Discoveries of large untapped mineral deposits in West Africa are behind Beijing’s push to invest heavily in exploration and mining

For decades, China’s influence in Africa has been concentrated in the eastern part of the continent. In recent years, a clear westward expansion has emerged, drawing attention from the United States and several western European nations.

Many analyses have framed this shift as geopolitically driven – a strategic effort by Beijing to erode Western nations’ traditional interests on the continent, with particular attention paid to political and military cooperation between China and West African countries.

Yet a new study suggests there may be deeper, more fundamental forces shaping this transformation.
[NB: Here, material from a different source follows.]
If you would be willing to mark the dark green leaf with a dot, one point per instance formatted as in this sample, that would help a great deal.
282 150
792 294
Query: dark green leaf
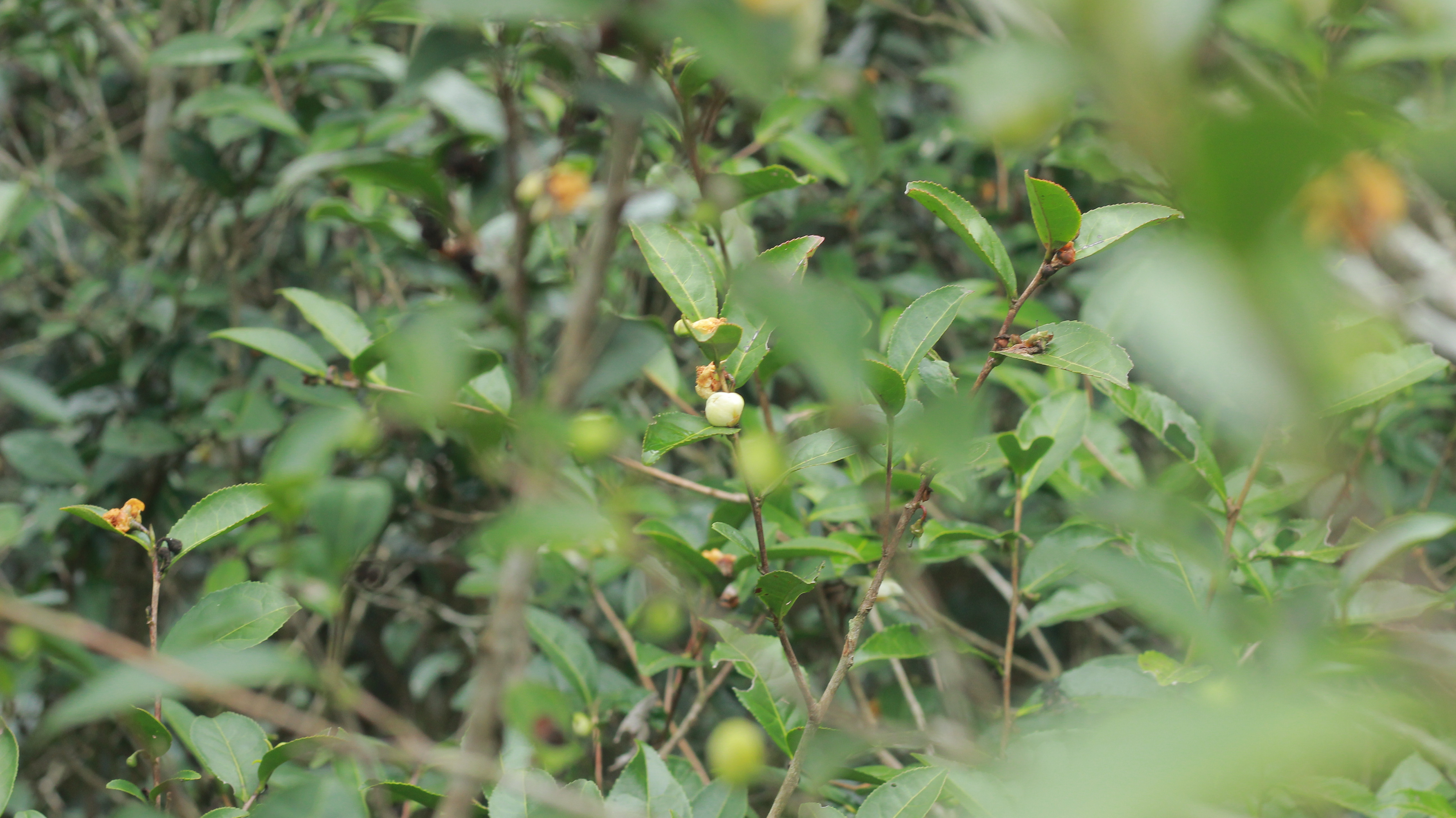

Advances in geological understanding of the African continent are challenging long-held assumptions about its mineral potential – and reshaping investment and exploration strategies, particularly those of Chinese companies.

A research team led by Chen Xifeng, senior engineer with the Development Research Centre of the China Geological Survey and the China-Arab States Geosciences Cooperation Centre, has for the first time systematically compiled the latest scientific understanding of West and Central Africa’s geology, many produced by China-led surveys in recent years.

Their paper, published on October 9 in the peer-reviewed journal China Mining Magazine, identified the mineral types most strategic to China and forecast key future exploration frontiers.

“Since the 21st century, West and Central Africa have continuously seen important exploration progress, and a number of Chinese enterprises have already achieved significant outcomes in exploration and development cooperation in these regions,” Chen and his colleagues wrote.

How China is reshaping its economic ties with Africa

“However, there remains a lack of systematic research on mineral exploration progress across Africa since the new millennium, preventing a comprehensive and continent-scale understanding of the overall trends, distribution of newly discovered major deposits, patterns of resource growth, and the dominant deposit types and metallogenic epochs.”

Scientists’ understanding of Africa’s geological architecture has evolved significantly over the past two decades, according to the study.

Major mineral discoveries have overturned previous misconceptions about the continent’s resource endowment.

For instance, Africa was once widely regarded as iron poor. But in West Africa, an ancient craton – formed long before the Cambrian explosion of life – has been revealed to host what may be the largest high-grade, open-pit iron ore deposits on Earth.